The conservative-led vote to overturn reproductive rights in Dobbs v. Jackson jolted millions of Americans into taking a stand to protect their state’s abortion access. For young women voters, the erasure of reproductive rights is leading to an increase in voter registration, and showing up to the polls.
Recently, the American Enterprise Institute’s Survey Center on American Life found that “abortion is a critical issue” for women between the ages of 18 and 29, and that young women are “following news about abortion rights and access closely.”
The same survey found that nearly 65 percent of women between 18 and 29 think abortion should be legal in all or most cases.

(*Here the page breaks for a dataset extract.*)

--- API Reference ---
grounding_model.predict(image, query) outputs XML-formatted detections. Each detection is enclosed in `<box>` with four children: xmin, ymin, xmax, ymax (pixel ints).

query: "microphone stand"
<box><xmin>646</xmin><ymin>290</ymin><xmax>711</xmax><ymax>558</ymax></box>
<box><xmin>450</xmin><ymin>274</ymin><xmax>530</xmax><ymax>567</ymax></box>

“For a lot of voters, particularly young women who are going to be impacted in a very real way, this is going to be one of the first times that they really cared about something when it comes to politics,” stated Mary-Kate Lizotte, an Augusta University political scientist. “That’s going to anchor the way many [young women] view the parties — not just in 2022, but in 2024 and beyond.”
Abortion is on the ballot in this year’s election, and several key legislative races could determine the future of reproductive healthcare access for not only North Carolinians, but for millions across the southeast of the U.S.
North Carolina Republicans have already signaled their desire to pass anti-abortion measures in the state, with legislative leaders alluding to pushing forth an abortion ban as early as six weeks, before most women even know that they are pregnant.
Just like how Kansas voters solidified abortion rights protections – despite Republican lawmaker opposition – North Carolinians can become the next state to secure abortion rights by electing pre-reproductive rights candidates.